You might have noticed rainbow flags popping up on major buildings in Stockholm, and on buses and trams. Sweden has more Pride festivals per capita than any other country and is the largest Pride celebration in the Nordic region, but the Stockholm event is by far the biggest.  

The Pride Parade, which usually attracts around 50,000 participants in a normal year, will be broadcast digitally from Södra Teatern on August 7th on Stockholm Pride’s website and social media. The two-hour broadcast will be led by tenor and debater Rickard Söderberg.

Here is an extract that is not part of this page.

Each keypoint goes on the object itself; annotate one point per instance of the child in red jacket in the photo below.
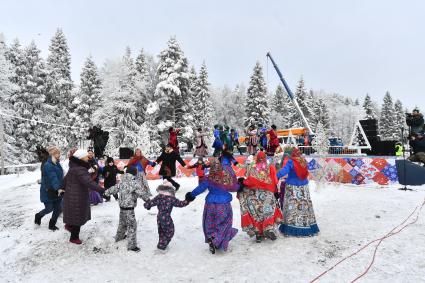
(200, 167)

The two major venues of the festival are Pride House, located this year at the Clarion Hotel Stockholm at Skanstull in Södermalm, and Pride Stage, which is at Södra Teatern near Slussen.

“We are super happy with the layout and think it feels good for us as an organisation to slowly return to normal. There are so many who have longed for it,” chairperson of Stockholm Pride, Vix Herjeryd, told the Dagens Nyheter newspaper.

Tickets are required for all indoor events at Södra Teatern to limit the number of people indoors according to pandemic restrictions. But the entire stage programme will also be streamed on a big screen open air on Mosebacketerassen, which doesn’t require a ticket.